To be sure, some of Mr. Grasso's appointees have thrived. His nemesis Henry M. Paulson Jr. left Goldman Sachs to become secretary of the Treasury, and Laurence D. Fink's company, the asset management firm BlackRock, became the largest publicly run fund manger after its merger with Merrill Lynch's investment management arm.
As for John J. Mack, he was fired by Credit Suisse in 2004 but succeeded Mr. Purcell as chief executive of Morgan Stanley.
Five years is a long time on Wall Street, and the popping of the credit bubble and the era of corporate scandals has brought down many a chief executive.
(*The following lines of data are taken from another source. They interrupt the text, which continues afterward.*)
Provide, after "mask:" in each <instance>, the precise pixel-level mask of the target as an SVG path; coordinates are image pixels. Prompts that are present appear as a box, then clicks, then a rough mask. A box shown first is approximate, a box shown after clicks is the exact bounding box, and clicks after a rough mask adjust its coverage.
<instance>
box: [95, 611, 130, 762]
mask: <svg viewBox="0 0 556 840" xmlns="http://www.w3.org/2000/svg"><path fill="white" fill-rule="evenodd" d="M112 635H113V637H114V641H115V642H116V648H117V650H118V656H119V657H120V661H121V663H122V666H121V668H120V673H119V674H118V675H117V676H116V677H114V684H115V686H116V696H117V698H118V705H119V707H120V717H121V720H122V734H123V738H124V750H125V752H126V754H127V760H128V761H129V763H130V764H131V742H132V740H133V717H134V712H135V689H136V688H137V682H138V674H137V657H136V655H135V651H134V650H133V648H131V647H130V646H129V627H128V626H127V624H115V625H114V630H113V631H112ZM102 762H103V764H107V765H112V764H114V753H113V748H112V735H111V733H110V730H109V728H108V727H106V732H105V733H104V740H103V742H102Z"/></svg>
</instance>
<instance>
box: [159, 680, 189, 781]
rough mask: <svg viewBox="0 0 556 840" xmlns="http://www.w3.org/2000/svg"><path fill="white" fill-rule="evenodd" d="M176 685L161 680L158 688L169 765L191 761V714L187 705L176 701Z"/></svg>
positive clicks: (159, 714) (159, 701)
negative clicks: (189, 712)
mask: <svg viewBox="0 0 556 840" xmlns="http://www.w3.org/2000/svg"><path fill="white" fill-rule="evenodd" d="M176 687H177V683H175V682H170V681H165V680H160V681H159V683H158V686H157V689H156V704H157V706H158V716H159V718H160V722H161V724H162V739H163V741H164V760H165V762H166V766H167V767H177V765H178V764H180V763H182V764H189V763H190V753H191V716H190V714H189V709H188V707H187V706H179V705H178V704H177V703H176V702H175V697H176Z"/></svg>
It is also true that Mr. Grasso was drawn to flashy, high-profile corporate figures who, while they lent pizazz to his board, in some cases flew too close to the sun.
Broadly, Tuesday's hearing boils down to two clashing views: Mr. Grasso's contention that the attorney general has no legal right to spend public money trying to recoup funds for the New York Stock Exchange, which now is a public for-profit company.
And Mr. Cuomo's view, which argues Mr. Spitzer's original claim. As for Mr. Grasso, since his forced departure in 2003, he has kept far from the spotlight.
He keeps an office at Centurion Holdings, a small-business advisory firm run by a close friend, Joseph J. Grano Jr., a former top executive at PaineWebber. According to Mr. Grano, Mr. Grasso turned down an offer to be his partner, choosing to focus on clearing his name instead.
Mr. Grasso presides over his own charitable outfit, the American Dream Foundation, which disbursed $1.1 million in 2006 to police, educational and Catholic causes. And while he sits on no public company boards and has no official ties to Wall Street, he keeps to his networking ways.
As often as two times a week, he stops by San Pietro, the Midtown Italian restaurant favored by top financial executives, where he breaks bread on occasion with his old friend Kenneth G. Langone, the stock exchange director who was Mr. Grasso's biggest defender and also a party in the suit brought by Mr. Spitzer.
"The stock exchange never lost money under Dick," said Mr. Grano, contrasting Mr. Grasso with some of the Wall Street executives who had sat on his board. "The man did nothing wrong."